Alabama, Tennessee and Northern Railroad

Overview
- Headquarters: Mobile, Alabama
- Reporting mark: ATN
- Locale: Alabama
- Dates of operation: 1897–1971
- Successor: St. Louis–San Francisco Railway

Technical
- Track gauge: 4 ft 8+1⁄2 in (1,435 mm)
- Length: 214 miles (344 km)

= Alabama, Tennessee and Northern Railroad =

Former American short line railway

The Alabama, Tennessee and Northern Railroad was a short line railroad which operated in the state of Alabama. The company grew from an acquisition of an existing logging railroad in 1897, and merged with the St. Louis–San Francisco Railway (the "Frisco") in 1971. The company was also known as the "Port of Mobile Route."

==History==
John Taylor Cochrane acquired the Seaboard Railroad, a 6-year-old 33-mile narrow-gauge logging line, in a foreclosure sale in 1897. Separately, Cochrane was approached by the citizens of Carrollton, Alabama to build a short-line connecting railroad for their town. It seems that in 1897, the Mobile and Ohio Railroad chose to route through Pickens County, Alabama by way of the town of Reform, Alabama—rather than the county seat of Carrollton—and the town needed to connect to Reform. Thus the Carrollton Short Line Railway was chartered, and built in 1900. Through mergers, acquisition of trackage rights, and the building and reconstruction of track, these two railroads eventually joined under the name of the Alabama, Tennessee and Northern Railroad, and the line was completed all the way from Reform to the port of Mobile, Alabama. By 1948, the Frisco had purchased controlling interest, and operated it as a separate entity until 1971, when the line was absorbed into the parent company.

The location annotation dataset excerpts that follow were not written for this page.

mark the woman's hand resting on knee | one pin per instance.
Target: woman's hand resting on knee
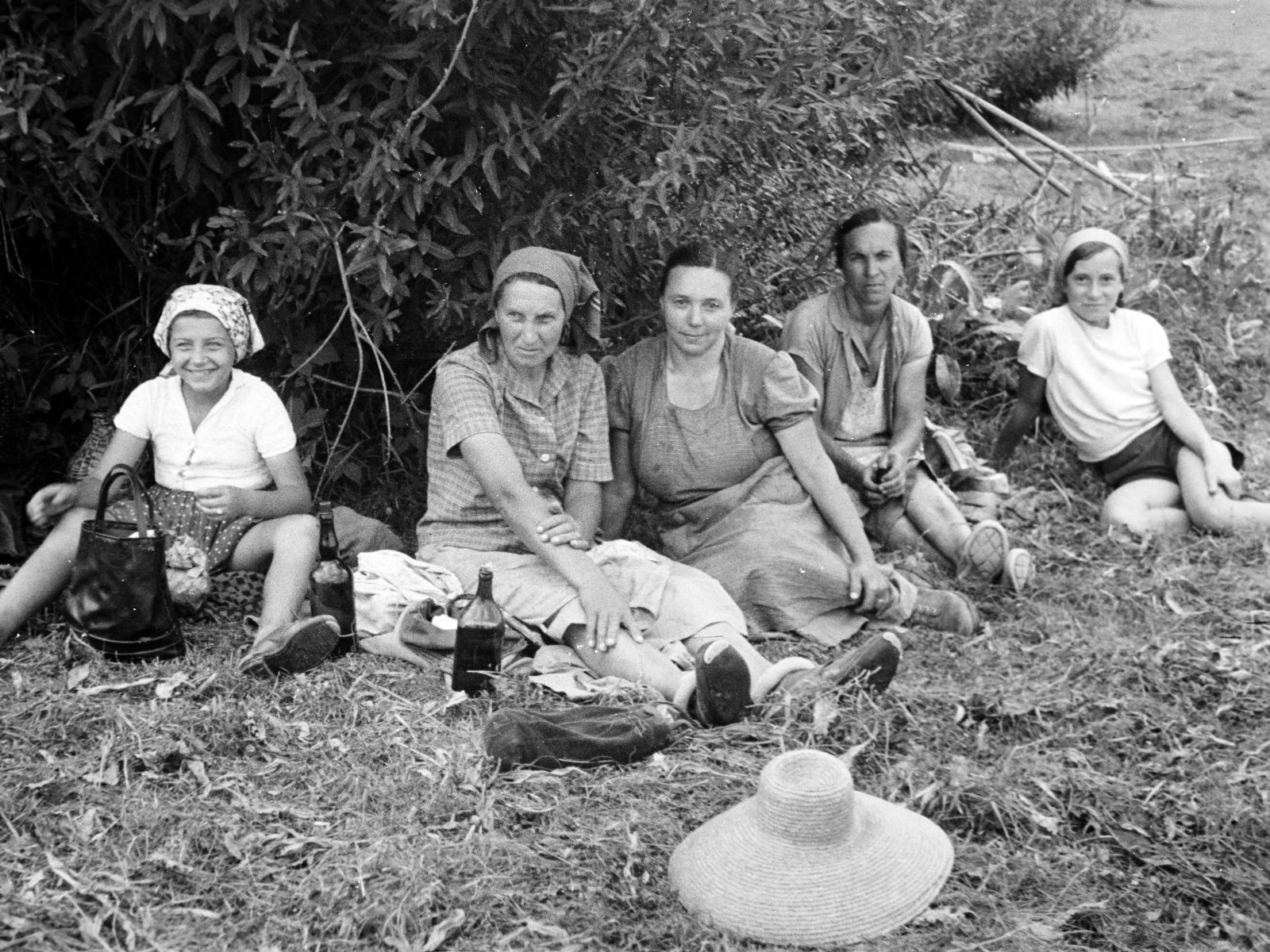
(869, 588)
(226, 503)
(51, 501)
(1219, 473)
(607, 613)
(560, 530)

In 1925, ATN reported 15 million ton-miles of revenue freight on 187 miles of line; in 1967, 543 million ton-miles on 214 route-miles. In 1950, under the auspices of the ATN, the Frisco began freight service to and from, and on Blakeley and Pinto Islands by way of two car floats across the Mobile River. The service was continued after the SLSF was merged into the Burlington Northern Railroad, until about 1994.